The role of atopy in the association between asthma and obesity is uncertain. While there are studies showing a tendency to have atopy with increasing BMI in girls [28], there are also studies showing that there is no relationship between increasing fat percentage and atopy [23, 29]. Many studies in the literature have shown that obesity has a stronger effect on asthma in non-atopic children [30–32]. In our study, atopic and non-atopic distribution was similar in patients with obesity and affected by asthma. As a result of our comparison according to asthma phenotypes, although there were differences in age and gender between the groups, the percentages of the masses of the body’s components were not different.

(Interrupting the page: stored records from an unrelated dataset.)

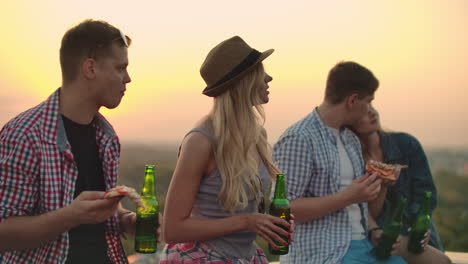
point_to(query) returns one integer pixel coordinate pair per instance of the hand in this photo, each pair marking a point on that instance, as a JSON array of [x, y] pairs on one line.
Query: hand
[[264, 225], [363, 189], [375, 235], [388, 183], [90, 207]]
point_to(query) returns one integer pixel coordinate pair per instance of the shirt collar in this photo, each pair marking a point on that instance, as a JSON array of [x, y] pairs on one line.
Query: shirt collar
[[54, 129], [345, 134], [389, 147]]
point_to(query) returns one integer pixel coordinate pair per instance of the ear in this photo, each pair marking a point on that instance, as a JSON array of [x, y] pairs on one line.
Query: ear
[[351, 100], [88, 68]]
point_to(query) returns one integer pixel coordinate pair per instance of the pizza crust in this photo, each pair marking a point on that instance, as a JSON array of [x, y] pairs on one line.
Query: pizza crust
[[383, 170]]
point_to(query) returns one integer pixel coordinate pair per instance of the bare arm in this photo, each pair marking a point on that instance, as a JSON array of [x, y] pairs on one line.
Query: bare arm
[[179, 226], [24, 232]]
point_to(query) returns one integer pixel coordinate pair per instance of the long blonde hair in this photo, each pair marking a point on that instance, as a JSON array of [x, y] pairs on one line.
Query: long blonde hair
[[236, 121]]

The higher mean age and male gender in the atopic group may explain the higher basal metabolic rate, segmental lean and muscle masses.
CONCLUSIONS
According to the results of our study, since bioelectrical impedance analysis does not show any differences between the patients with or without asthma affected by obesity and between asthma phenotypes, there is no additional benefit in its use in routine practice. To the best of our knowledge, this study is the first attempt to compare fat mass percentage, distribution, and sarcopenic index between children with and without asthma by bioelectrical impedance analysis. One of the strengths of our study was that measurement could be performed almost simultaneously with the diagnosis of asthma. The limitations of our study, including a relatively small sample size and lack of detailed data on eating habits and physical activity, should be addressed in future research. Additionally, incorporating respiratory function tests could provide a more comprehensive understanding of the asthma-obesity relationship. Nevertheless, this pioneering study provides an important foundation for future research and paves the way for more comprehensive investigations.